Ms. Sotoudeh returned to Qarchak Prison last night. Before she did so, she posted on her Facebook page asking followers not to think of herself but of a fellow political detainee, Ahmad Reza Jalali, who faces imminent execution in Iran for a crime he is adamant he did not commit.
“I was told to go back to jail and I'm going back to jail today,” she wrote. “I don't like to say how I haven't been able to hug my children in the last three weeks due to coronavirus. But I have a duty to express my concern about the situation of Ahmad Reza Jalali and ask all those who have the facilities to support to pay attention to the situation of Ahmad Reza Jalali's case. Release Ahmad Reza Jalali today.”
Nasrin Sotoudeh was sentenced to 33 years imprisonment and 148 lashes by the Revolutionary Court in Tehran last year. Until mid-October this year she was held in Evin Prison, but was then transferred to Qarchak – a dangerously overcrowded and unsanitary facility, with a reputation for violence – after she became ill from a hunger strike protesting against her and others’ imprisonment.
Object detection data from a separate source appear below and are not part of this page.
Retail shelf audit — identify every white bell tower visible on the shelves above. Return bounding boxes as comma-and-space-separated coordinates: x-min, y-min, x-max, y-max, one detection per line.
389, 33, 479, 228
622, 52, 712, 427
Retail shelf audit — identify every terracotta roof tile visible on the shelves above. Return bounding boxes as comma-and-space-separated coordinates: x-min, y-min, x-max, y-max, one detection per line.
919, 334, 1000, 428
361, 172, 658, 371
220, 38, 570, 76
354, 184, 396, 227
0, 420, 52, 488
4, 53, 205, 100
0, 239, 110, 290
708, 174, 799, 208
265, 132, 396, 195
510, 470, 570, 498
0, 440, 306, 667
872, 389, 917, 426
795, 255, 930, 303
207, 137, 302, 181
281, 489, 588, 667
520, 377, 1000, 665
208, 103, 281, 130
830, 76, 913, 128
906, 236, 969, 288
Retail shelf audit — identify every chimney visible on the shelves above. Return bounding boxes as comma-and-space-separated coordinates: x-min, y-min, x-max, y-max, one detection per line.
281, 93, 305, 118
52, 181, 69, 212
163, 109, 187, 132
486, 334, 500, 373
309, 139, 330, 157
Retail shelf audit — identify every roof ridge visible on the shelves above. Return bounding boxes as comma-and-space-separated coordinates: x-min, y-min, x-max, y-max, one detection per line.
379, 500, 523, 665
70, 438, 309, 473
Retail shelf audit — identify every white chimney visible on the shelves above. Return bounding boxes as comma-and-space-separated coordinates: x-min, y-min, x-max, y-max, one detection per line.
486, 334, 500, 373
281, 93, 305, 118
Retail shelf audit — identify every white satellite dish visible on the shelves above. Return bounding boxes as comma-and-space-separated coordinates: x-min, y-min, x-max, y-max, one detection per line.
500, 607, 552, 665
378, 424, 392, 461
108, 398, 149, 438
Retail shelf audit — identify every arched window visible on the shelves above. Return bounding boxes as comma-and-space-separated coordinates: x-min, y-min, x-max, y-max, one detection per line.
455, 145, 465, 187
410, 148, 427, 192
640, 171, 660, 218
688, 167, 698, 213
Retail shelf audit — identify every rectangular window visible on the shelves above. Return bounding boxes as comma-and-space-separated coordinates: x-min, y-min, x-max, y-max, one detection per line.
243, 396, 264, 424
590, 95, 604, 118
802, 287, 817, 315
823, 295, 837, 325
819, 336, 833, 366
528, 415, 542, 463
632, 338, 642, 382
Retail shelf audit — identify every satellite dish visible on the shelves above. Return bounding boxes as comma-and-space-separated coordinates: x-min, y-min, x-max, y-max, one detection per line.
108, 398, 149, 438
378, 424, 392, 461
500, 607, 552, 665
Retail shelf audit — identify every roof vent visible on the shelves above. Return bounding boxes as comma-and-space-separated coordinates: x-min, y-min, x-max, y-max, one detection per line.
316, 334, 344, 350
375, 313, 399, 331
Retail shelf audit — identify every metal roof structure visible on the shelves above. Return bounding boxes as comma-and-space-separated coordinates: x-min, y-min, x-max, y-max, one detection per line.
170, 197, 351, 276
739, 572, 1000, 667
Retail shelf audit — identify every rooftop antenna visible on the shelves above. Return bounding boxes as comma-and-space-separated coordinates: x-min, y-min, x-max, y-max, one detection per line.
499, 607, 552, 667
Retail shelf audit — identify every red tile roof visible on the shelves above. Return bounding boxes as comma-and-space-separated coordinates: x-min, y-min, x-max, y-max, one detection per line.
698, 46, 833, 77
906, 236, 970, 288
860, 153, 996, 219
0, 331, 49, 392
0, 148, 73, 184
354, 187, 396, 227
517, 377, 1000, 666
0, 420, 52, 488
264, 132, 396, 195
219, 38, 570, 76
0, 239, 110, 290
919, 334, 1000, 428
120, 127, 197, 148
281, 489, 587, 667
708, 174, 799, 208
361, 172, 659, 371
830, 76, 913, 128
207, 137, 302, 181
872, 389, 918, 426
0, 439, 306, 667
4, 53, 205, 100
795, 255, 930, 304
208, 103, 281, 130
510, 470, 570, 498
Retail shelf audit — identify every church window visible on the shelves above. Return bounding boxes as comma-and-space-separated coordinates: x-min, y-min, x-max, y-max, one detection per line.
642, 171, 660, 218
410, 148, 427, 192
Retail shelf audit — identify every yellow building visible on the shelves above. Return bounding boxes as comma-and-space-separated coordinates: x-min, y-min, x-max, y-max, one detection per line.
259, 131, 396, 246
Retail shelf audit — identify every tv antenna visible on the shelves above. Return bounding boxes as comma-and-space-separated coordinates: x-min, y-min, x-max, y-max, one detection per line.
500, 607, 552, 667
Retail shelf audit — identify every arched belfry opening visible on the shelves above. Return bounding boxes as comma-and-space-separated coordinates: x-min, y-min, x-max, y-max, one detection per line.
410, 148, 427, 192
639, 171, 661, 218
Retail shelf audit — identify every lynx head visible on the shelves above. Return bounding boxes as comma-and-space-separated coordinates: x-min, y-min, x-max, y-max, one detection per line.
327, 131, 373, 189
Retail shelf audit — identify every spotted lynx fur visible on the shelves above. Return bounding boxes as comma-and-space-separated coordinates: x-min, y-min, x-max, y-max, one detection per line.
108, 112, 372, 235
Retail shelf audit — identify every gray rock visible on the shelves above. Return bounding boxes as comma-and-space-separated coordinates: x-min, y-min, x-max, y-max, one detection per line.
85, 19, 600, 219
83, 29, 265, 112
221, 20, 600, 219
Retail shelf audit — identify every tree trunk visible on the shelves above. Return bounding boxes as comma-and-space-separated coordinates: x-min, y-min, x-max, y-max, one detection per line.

Her fresh incarceration was met with bitter reactions on social media and condemnation by human rights advocates. Karin Deutsch Karlekar, director of PEN America’s Free Expression at Risk program, wrote: “After contracting COVID-19 and sustaining a weeks-long hunger strike, Nasrin is now being ordered back behind bars.
“It’s a stunning abrogation of her basic rights and directly in contravention of the guidance of health professionals. Instead of giving her time to recover and releasing her permanently, Iranian authorities are sentencing Nasrin to an uncertain and potentially fatal sentence.
“It’s time to end the farce. Nasrin is a defender of women’s rights, a writer and lawyer with a forceful outlook who has committed no crime. We call on Iran’s government to permanently free Nasrin, to cease its harassment of her and her family, and to respond to Nasrin’s renewed call for the release of other political prisoners, particularly Ahmadreza Djalali, the Iranian-Swedish academic who is reportedly at imminent risk of execution.”